On needing Michelle Obama

Or—Why I Turned MSNBC on this Morning Despite Donald Trump

For as long as I can remember, my American life has been about politics. I was barely six when we immigrated here, but thanks to my brilliant and opinionated mother, few grade-schoolers were more passionate than I was about everything from the Bill of Rights to the Gulf War. Sundays started with Meet the Press and closed on 60 Minutes; every childhood weeknight belonged to Peter Jennings, and at the risk of really dating myself, few things more greatly revolutionized my college mornings than the introduction of that old “Headlines” email from The New York Times.

Yet, lately, I can barely stand to look at the Times’ front page. Morning Joe’s been replaced by Frasier and Serial. And it isn’t a question of comfort, an escape from the deluge of terrorist attacks and climate disasters and ever more appalling acts of corruption in every unexamined corner. It is, I’ve come to realize, simply this: I feel my heart’s been broken.

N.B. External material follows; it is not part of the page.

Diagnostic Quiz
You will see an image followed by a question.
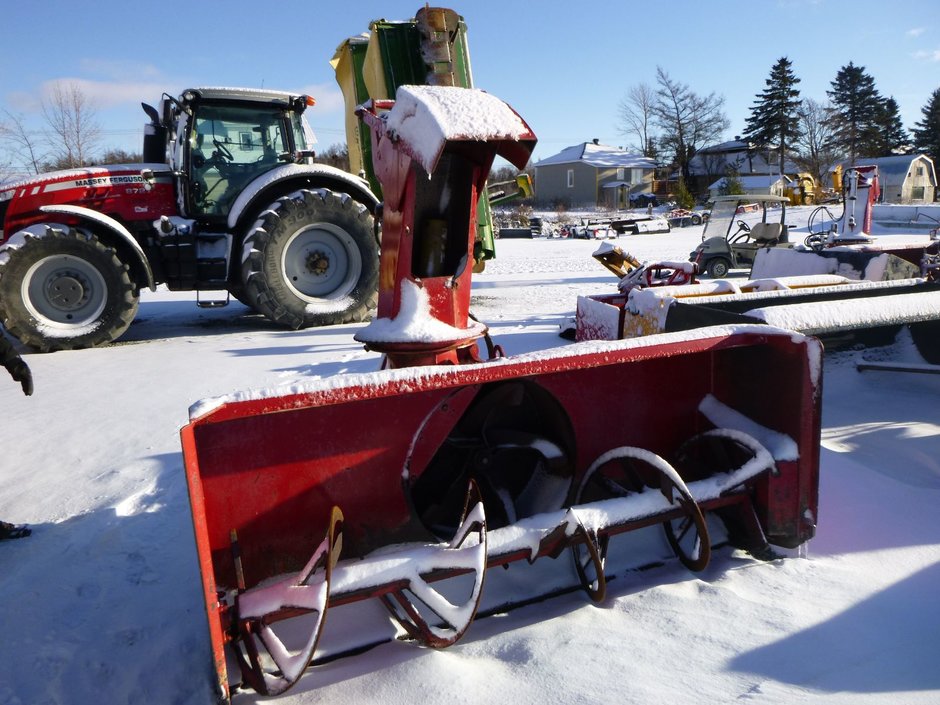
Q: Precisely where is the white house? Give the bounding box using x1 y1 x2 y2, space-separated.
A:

For someone raised on bedtime stories about the Framers; someone whose first real writing loves were Cooper and Hawthorne, Melville and Faulkner; someone who still likes few things better than geeking out over the Second Amendment or Native rights or the Keystone pipeline with the people who mean most to me — for that person, this Presidential election has been too much to countenance.

American exceptionalism, for me, has always been in no small part about what we won’t accept. However far we’ve drifted from good sense and human decency throughout our history, we’ve fought our way back. Because, be it a brave few or a true moral majority, enough of us were willing to say — enough. Now you’ve gone too far. This we won’t stand for.

There are plenty of people still fighting those fights. But here’s what has become so painfully and unbelievably clear to me over the course of this election cycle: That line we won’t cross — the insult we can’t bear, the injustice we won’t tolerate, the level to which we absolutely will not allow ourselves to descend — is, for too many of our fellow Americans, so far beyond anywhere I’d ever imagined it could be.

Donald Trump does not — and could not — represent our country. But his rise is so very revelatory. And that hurts me. It hurts my belief in the inherent power of goodness. It hurts the America I have held in my heart since I said the Pledge of Allegiance for the very first time at Stillmeadow Elementary School in Stamford, Connecticut, 30 years ago.

It’s hard for me to watch perfectly well-meaning people turn our flag into bikini bottoms and beer koozies; just think what it feels like to watch it wave behind someone so terrible. The Presbyterian in me wants to forgive him; the American can’t find a reason to — especially when, of all the things he might care for (e.g., fame, fortune, hot girls and hairpieces), our country is so obviously not one of them.

So I’ve closed my eyes. I’ve disengaged. And when somebody I love told me it was about time to engage again, I only promised to watch the convention in Philadelphia. There was my mental health to think of, after all, and between WikiLeaks and “Bernie or Bust,” I was hardly in an optimistic mood turning on MSNBC yesterday.

Then Sarah Silverman said, “You’re being ridiculous.” And Paul Simon sang “Bridge Over Troubled Water.” And by the time Michelle Obama walked on stage, I could see on her face that thing I just know, even at my most disenchanted: That this is home. That it is worth fighting for. That it is great right now, and we are each of us capable of making it greater every day.

As moving and memorable as young Illinois State Senator Barack Obama’s words were for me at the Democratic National Convention in 2004, I’m not sure I’ve ever needed a speech more than the First Lady’s last night. I cry all the time — the examined world is often so utterly overwhelming that I think a lot of writers do — but that single tiny tear that crept down my cheek as her own eyes welled up felt like something else. An unfreezing. A remembering. A deep, renewed believing of not just what that Pledge has promised me, but what I promise, too, every time I’ve said it.

That’s the tradition of service and sacrifice my mom brought her kids to America for. And it may in fact be because I wasn’t born here that it means so much to me. For all the frightening possibilities that loomed yesterday, today just one thing seems impossible — that we would concede a single word of our national story to anyone who doesn’t live, with us, in hope and hard work.

It’s amazing to reflect on Michelle and Barack waking up in the White House and recognize how far our country’s come. But it is even more amazing to me to consider Sasha and Malia playing on the White House lawn and imagine how far they — and every daughter, and every son — can go. Possibility surrounds us here; it seeps under our skin and bounces around our brains and veritably sparkles in the eyes of every kid who dreams of being Michelle, Serena, the Notorious RBG, and every awesome American in between. I’ve seen it in the arc of my own life, an arc that would be near-magical in any other place on Earth but is here simply American. And I’m so grateful to be reminded of all that possibility now.

What a time we live in. What a First Family we have. What a nation this is. What a legacy we’re still, collectively, writing. And what an incredible opportunity we have this November to prove who we are — what we will, and won’t, stand for.